Gun laws only work when you have the officers and personnel needed to enforce them.
NBA Hall of Famer Shaquille O’Neal knows this probably better than anyone in the sports and entertainment world. After all, he is an honorary police officer who’s running for sheriff in Henry County, Ga., in 2020.
In an interview with WABC radio this week, O’Neal believes that the only way to make schools safer is to appropriate more funds for law enforcement to hire more officers to place at schools, not ban guns.
“The government should give law enforcement more money,” O’Neal said on Wednesday. “Give more money, you recruit more people, and the guys that are not ready to go on the streets, you put them in front of the schools. You put ’em in front of the schools, you put ’em behind the schools, you put ’em inside the schools, and we need to pass information. […] I would like to see police officers in schools, inner cities, private schools.”

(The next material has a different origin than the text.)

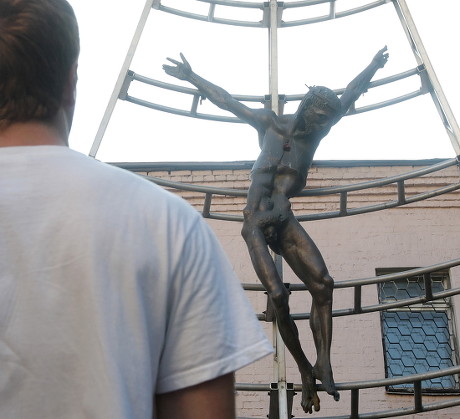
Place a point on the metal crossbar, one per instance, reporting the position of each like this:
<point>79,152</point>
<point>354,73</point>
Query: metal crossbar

He continued to say that any ban on guns would be counterproductive, as it would only enable illegal gun purchases via the black market.
“There’s a lot of those weapons already on the streets,” O’Neal explained. “So it’s not like, if you say, ‘OK, these weapons are banned,’ people are gonna go, ‘Oh man, let me turn it in.’ That’s definitely not going to happen. Once you ban ’em, now they’re going to become a collector’s item and you’re going to have people underground, and they were $2,000. […] I’ll give you $9,000 for that gun. So, you know, we just need to keep our eyes open.”

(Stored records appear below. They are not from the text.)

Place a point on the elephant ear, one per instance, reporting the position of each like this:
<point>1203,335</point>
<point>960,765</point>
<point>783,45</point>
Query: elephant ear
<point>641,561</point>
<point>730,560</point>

Students around the country took part in National Walkout Day on Wednesday to demand stricter gun laws, which also marked one month since the Parkland shooting that left 17 people dead. But gun laws only take you so far — you also need competent and well-trained law enforcement to enforce existing gun laws and protect the communities they’re serving.

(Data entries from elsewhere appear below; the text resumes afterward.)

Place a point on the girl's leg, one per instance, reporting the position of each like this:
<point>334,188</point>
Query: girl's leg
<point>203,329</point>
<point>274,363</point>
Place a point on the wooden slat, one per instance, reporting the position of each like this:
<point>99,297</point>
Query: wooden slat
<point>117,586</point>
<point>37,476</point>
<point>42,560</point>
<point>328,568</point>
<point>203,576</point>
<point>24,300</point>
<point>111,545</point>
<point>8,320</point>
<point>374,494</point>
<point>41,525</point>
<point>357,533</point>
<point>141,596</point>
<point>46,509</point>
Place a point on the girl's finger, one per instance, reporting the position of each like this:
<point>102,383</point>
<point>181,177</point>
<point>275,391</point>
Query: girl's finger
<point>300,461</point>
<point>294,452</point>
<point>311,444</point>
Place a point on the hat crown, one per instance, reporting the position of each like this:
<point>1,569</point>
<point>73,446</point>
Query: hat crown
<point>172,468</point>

In the case of Parkland, the FBI and the Broward County sheriff’s office missed all the red flags, warnings, and tips about the shooter leading up to the massacre. And poorly-timed miscommunication between dispatchers and the school police officer Scot Peterson resulted in a delayed response to stop the shooter.
There’s no way to sugarcoat it. Law enforcement messed up. But every department handles threats differently. Around the same time as the Parkland shooting, a teenage student in the Washington suburb of Clarksburg, Md., was reported to police after a school resource officer found a handgun in his backpack. After searching his home, police found “an AR-15 style rifle, a shotgun, two handguns, ammunition, a tactical vest, a detonator for landmines, and a list of grievances against other students and the school.”
So, while celebrities, athletes, and entertainers boast about how much they want to reduce gun violence without any real or practical proposal, take heed of the wisdom of the former NBA great. Shaq appears to be one of a few who has any idea on how to actually save lives and protect the rights of law-abiding gun owners.